Let $\mathfrak {g}$ be a Lie bialgebra. Then $\mathfrak {g}^{\ast}$ is also a Lie bialgebra which is dual to $\mathfrak {g}.$ Let the brackets on $\mathfrak {g}$ and $\mathfrak {g}^{\ast}$ be denoted by $b$ and $b'$ respectively. Then how to define the coadjoint action of $\mathfrak {g}^{\ast}$ on $\mathfrak {g}\ $? I am familiar with the coadjoint action of $\mathfrak {g}$ on $\mathfrak {g}^{\ast}$ which is defined as follows $:$
Given $x \in \mathfrak {g}$ we define $ad_{b}^{\ast} (x) = (ad_{b} (-x))^{\ast}.$ In terms of the pairing $(\cdot, \cdot)$ between $\mathfrak {g}$ and $\mathfrak {g}^{\ast}$ coadjoint action takes the following form $:$
$$\left (ad_{b}^{\ast} (x) (\alpha), y \right ) = \left (\alpha, -ad_{b} (x) (y) \right ) = - \alpha (b(x,y)).$$ Now how to define coadjoint action of $\mathfrak {g}^{\ast}$ on $\mathfrak {g}\ $? In one of the books on Poisson structures I have come across that it is being defined in terms of the pairing $(\cdot, \cdot)$ as follows $:$ $$\left (b' (\xi, \eta) , x \right ) = - \left (\eta, ad_{b'}^{\ast} (\xi) (x) \right ).$$ Now $ad_{b'} (\xi) \in \text {End} (\mathfrak {g}^{\ast \ast}).$ Then how can it act upon $x \in \mathfrak {g}\ $?

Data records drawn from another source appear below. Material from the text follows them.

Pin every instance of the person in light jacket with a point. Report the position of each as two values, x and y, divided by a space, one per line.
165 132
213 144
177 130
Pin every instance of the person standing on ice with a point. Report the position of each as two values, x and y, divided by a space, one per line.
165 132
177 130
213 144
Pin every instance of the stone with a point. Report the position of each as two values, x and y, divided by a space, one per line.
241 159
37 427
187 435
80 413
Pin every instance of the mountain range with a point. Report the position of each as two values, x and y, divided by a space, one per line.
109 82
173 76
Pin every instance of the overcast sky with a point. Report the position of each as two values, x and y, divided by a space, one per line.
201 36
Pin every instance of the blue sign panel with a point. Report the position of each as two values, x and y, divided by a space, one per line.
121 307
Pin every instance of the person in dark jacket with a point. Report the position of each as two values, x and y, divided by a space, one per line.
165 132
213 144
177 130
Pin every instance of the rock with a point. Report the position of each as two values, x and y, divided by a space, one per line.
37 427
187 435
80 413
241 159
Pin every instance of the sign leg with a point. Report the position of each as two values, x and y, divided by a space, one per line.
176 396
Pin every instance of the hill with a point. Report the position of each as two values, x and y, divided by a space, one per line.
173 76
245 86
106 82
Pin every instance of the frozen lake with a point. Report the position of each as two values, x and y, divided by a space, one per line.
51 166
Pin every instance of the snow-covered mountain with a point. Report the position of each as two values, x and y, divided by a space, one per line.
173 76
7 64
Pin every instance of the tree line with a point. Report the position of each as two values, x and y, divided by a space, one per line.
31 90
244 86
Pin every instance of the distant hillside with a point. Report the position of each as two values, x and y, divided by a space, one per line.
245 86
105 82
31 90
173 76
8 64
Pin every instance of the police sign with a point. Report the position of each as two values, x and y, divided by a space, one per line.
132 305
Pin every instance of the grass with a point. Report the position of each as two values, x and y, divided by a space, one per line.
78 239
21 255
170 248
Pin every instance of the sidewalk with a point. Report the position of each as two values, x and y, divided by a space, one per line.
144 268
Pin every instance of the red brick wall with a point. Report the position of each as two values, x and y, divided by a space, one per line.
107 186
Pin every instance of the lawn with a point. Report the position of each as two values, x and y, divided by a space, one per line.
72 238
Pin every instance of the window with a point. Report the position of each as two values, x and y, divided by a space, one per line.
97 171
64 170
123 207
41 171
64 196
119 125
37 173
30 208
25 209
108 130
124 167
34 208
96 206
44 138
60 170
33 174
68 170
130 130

I am clueless at this stage. Any help in this regard would be warmly appreciated.
Thanks for your time.
As @Qiaochu Yuan pointed out it turns out that $$\text {ad}_{b'}^{\ast} (\xi) = \varphi^{-1} \circ \left (\text {ad}_{b'} (-\xi) \right )^{\ast} \circ \varphi$$ where $\varphi : \mathfrak {g} \longrightarrow \mathfrak {g}^{\ast \ast}$ is the canonical isomorphism given by $\varphi (x) (f) = f(x)$ for all $x \in \mathfrak {g}$ and $f \in \mathfrak {g}^{\ast}.$ Now let us compute $\left (\eta, \text {ad}_{b'}^{\ast} (\xi) (x) \right ).$ We have $$\begin{align*} \left (\eta, \text {ad}_{b'}^{\ast} (\xi) (x) \right ) & = \eta \left (\text {ad}_{b'}^{\ast} (\xi) (x) \right ) \\ & = \eta \left (\varphi^{-1} \left (\varphi (x) \circ \text {ad}_{b'} (-\xi) \right ) \right ) \end{align*}$$
Now $\varphi (x) \circ \text {ad}_{b'} (-\xi) \in \mathfrak {g}^{\ast \ast}.$ Since $\varphi$ is an isomorphism (in particular, onto) there exists $y \in \mathfrak {g}$ such that $\varphi (y) = \varphi (x) \circ \text {ad}_{b'} (-\xi).$ So we have $$\begin{align*} \left (\eta, \text {ad}_{b'}^{\ast} (\xi) (x) \right ) & = \eta (y) \\ & = \varphi (y) (\eta) \\ & = \left (\varphi (x) \circ \text {ad}_{b'} (-\xi) \right ) (\eta) \\ & = \varphi (x) (b'(-\xi, \eta)) \\ & = - b'(\xi, \eta) (x) \\ & = - (b'(\xi, \eta), x) \end{align*}$$ as required.